Counterculture is stronger, farther reaching and more fluid than ever before.
Because it needs to be.
In 2025, counterculture flows like water into society’s many cracks. It doesn’t come kicking down the door in Doc Martens and a safety-pinned jacket, it finds the gaps in the floorboards. It slips under the skin of systems, threads itself through the seams of procedure and protocol, pools quietly in forgotten corners of the internet. You might not notice it until you’re standing in it, soaked in some strange, stubborn refusal to go along with the status quo.

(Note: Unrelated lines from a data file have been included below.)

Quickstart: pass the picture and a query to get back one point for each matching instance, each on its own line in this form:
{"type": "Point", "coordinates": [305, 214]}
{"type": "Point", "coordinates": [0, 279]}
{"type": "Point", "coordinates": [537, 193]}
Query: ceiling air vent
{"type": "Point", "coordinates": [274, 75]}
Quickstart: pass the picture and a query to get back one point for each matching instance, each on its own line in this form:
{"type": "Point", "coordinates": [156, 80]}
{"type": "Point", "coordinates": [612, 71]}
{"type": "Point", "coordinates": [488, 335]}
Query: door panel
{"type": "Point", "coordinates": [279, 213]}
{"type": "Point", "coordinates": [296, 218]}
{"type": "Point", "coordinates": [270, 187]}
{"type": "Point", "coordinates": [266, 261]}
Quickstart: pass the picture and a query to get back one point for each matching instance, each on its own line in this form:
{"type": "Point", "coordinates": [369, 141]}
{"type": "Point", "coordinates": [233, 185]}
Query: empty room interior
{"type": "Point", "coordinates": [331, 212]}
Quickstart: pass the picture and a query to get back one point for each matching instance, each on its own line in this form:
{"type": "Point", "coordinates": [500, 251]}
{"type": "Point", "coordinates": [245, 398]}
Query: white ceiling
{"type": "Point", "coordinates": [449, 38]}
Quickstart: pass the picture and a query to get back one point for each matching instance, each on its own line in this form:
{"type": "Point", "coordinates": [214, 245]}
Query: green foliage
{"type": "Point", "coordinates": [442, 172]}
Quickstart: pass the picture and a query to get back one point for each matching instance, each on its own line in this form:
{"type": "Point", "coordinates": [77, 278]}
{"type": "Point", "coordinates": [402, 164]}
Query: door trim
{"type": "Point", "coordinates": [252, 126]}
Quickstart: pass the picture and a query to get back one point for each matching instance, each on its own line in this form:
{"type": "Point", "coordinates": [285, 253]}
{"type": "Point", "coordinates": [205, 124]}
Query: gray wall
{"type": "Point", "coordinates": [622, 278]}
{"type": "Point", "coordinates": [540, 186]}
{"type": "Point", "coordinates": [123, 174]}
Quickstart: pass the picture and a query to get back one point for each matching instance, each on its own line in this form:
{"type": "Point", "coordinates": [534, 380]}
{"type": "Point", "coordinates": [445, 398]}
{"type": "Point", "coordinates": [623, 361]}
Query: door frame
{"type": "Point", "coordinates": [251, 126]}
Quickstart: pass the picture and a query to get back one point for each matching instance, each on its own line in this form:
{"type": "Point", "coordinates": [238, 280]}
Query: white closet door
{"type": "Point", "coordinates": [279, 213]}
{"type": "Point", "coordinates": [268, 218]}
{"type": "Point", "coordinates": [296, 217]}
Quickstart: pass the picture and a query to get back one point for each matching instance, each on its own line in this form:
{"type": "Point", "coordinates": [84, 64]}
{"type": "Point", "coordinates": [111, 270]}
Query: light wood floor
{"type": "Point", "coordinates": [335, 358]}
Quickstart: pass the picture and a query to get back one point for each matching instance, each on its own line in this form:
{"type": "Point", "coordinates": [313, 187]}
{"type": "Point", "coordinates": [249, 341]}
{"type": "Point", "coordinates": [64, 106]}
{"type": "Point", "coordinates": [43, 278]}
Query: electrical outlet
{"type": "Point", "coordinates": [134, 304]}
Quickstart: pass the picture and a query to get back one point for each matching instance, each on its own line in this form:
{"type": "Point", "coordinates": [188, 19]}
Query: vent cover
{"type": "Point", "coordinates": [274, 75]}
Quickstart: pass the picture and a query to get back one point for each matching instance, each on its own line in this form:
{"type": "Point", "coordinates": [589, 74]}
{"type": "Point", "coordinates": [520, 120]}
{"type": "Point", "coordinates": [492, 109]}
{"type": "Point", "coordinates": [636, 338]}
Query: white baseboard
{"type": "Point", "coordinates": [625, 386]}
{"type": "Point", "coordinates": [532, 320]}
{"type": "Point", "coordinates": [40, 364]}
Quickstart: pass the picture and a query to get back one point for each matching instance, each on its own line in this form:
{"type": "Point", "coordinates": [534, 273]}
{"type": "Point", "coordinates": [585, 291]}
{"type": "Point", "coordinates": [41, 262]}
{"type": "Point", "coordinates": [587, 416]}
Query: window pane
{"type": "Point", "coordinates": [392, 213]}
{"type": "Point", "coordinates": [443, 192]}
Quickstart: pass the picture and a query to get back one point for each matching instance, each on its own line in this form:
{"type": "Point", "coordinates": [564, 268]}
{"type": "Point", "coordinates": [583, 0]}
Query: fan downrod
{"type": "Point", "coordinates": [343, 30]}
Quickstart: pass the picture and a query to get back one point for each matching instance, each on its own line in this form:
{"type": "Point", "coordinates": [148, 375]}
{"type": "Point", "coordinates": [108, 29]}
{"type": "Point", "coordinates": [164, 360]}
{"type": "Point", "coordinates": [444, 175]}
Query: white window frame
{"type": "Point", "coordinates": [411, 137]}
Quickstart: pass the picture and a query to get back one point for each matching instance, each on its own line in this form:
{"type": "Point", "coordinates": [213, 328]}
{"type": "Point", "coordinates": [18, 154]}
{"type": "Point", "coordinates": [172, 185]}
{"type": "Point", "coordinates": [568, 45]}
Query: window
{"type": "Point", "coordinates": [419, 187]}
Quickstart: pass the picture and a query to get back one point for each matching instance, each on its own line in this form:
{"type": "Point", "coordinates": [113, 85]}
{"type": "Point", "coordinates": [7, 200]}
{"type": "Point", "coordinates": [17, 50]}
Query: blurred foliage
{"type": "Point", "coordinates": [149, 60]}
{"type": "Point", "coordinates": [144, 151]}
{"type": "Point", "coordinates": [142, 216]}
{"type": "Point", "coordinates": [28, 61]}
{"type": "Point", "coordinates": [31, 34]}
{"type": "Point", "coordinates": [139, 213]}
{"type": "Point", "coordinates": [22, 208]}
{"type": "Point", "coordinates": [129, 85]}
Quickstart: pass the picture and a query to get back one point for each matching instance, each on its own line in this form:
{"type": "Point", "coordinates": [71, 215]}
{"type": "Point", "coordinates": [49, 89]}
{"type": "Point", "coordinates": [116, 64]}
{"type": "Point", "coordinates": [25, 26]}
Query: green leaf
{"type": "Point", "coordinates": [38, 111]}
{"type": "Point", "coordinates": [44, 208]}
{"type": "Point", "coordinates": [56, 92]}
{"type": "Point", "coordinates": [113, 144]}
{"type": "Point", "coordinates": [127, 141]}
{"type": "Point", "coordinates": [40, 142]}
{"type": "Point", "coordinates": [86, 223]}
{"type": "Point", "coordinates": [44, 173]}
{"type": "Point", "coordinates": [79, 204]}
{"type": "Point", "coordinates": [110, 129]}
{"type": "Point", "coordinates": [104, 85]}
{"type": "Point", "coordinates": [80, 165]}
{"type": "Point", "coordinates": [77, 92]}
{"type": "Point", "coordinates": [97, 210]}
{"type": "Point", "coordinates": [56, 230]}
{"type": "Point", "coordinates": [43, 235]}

To me, and I’m sure many fellow brains, the concept of counterculture exists as the perfect contronym to what its etymology might suggest. A way of life and set of attitudes opposed to, or at odds with, the prevailing social norm. Counterculture sees the needs that go underserviced and the communities that are underrepresented in the mainstream. If we’re still working with water analogies here, could counterculture be operating as the 5D societal sprinkler system that gives life to innovation and rebellion? Counterculture isn’t anti-culture, in fact, it might be more *pro-culture* than popular culture could ever hope to be.
Modern counterculture is no longer top-down. It’s not even linear. It’s non-binary in every sense — challenging not just identity norms but also the idea that culture must be either mainstream or underground, capitalist or anarchist, online or offline. In the face of big data, surveillance capitalism, fast fashion and artificial intelligence, counterculture has become decentralised, anonymous, homemade and niche.
So what does this all mean? That counterculture hasn’t disappeared, but multiplied. In an era shaped by globalisation and de-localisation where trends cross borders in seconds and cultural identities stretch thin, resistance is no longer about flying a flag. It’s about planting roots. Building bridges. Filling gaps. It’s about reclaiming the freedom to be messy, uncool, and uninfluenced, not in defiance of the system, but in spite of it.
If counterculture in 2025 truly is more fluid than ever before, then DRAFT reads like a love letter to that shapeless resistance. It’s not screaming down the hallway of the establishment with a manifesto on fire; but rather building a pillow fort in the corner and inviting everyone in.
There’s something deeply countercultural in that. Not in a nostalgic way or a denim jacket, protest chant kind of way (though there’s a time and place for those too).
DRAFT’s counterculture is choosing vibes over algorithms, mess over messages and sometimes swapping out heads for hearts. It’s a living, breathing, collaborative question mark.
And now I’m asking you, what’s next?